Danielle Anderson is a freelance editor who has worked on various written works, from blog posts and magazine articles to memoirs and collaborative books. She is passionate about helping both new and experienced writers produce the best version of their stories and get their message out into the world.
Do you have a mantra or phrase you live by? What is it?
“Editing is an art, not a science.” I’m a firm believer that editing is about knowing not only whether a sentence is grammatically correct but also whether or not it needs to be fixed. A run-on sentence, used correctly, can communicate the feeling of being overwhelmed. A series of sentence fragments can depict the frenetic environment of a battlefield. Sticking too firmly to the rules closes you off from exploring the full potential of your writing.

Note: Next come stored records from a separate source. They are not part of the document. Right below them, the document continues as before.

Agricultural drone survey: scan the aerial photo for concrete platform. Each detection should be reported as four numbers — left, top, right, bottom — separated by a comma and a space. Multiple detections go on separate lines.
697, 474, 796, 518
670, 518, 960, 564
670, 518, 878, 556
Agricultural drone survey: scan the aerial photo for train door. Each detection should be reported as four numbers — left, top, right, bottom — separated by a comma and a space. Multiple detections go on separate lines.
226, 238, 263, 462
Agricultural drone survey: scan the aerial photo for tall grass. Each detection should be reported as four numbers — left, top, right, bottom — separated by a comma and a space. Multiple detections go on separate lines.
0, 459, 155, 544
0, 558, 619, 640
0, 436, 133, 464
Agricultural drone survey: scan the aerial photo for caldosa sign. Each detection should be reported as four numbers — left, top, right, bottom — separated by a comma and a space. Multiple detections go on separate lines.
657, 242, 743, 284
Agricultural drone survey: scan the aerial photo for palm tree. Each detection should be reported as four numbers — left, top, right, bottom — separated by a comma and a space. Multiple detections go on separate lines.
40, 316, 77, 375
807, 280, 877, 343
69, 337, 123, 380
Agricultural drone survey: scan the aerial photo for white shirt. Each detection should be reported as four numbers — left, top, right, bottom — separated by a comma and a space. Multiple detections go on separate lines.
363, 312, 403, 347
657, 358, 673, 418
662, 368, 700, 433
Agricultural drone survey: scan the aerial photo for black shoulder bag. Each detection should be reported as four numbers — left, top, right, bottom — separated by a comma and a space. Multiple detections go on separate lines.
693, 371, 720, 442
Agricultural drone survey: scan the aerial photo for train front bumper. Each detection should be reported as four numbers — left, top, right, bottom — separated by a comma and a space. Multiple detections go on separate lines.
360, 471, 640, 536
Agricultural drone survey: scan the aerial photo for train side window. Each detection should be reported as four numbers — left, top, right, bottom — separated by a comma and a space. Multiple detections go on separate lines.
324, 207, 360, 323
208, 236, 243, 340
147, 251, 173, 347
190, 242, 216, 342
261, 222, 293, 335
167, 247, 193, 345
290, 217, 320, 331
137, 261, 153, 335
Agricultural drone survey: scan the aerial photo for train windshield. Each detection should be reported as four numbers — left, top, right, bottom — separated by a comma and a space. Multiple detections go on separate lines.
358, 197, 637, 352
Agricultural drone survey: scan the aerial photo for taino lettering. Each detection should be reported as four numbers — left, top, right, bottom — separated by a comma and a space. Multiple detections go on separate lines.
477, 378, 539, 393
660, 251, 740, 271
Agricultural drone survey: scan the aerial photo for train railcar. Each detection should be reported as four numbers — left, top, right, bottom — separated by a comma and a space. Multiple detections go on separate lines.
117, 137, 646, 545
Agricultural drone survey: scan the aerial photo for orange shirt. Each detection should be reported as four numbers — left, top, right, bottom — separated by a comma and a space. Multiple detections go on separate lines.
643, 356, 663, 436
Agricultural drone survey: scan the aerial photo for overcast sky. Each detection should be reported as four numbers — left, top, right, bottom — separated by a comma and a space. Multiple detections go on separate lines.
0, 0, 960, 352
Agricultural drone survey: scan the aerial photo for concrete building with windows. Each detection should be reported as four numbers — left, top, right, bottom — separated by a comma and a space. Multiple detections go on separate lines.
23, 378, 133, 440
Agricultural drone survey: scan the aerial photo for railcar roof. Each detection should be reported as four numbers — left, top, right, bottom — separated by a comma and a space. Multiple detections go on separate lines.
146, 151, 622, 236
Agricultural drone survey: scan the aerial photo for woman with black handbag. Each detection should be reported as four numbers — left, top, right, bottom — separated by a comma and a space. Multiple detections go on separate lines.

Of course, context is key. If you’re writing your PhD thesis, you’ll likely want to follow the rules pretty closely. But if you’re bringing any kind of emotion into your writing, I think bending the rules is perfectly acceptable and perhaps even necessary in some cases.
What is your number one priority when it comes to your career and daily work?
My number one priority is finding the right balance of voice and tone. Books would be much more boring if they all sounded like they were written by the same person, so I think maintaining an author’s voice is very important.
However, your writing also has to sound appropriate for the occasion. I once read an article that compared it to choosing your outfit. There’s a wide variety of clothes that are suitable for a business dinner, for example, but a bathing suit likely isn’t among them.
Knowing your audience and adjusting your tone accordingly goes a long way in making your message as impactful as possible. So, I consider addressing that a very important part of my work as an editor.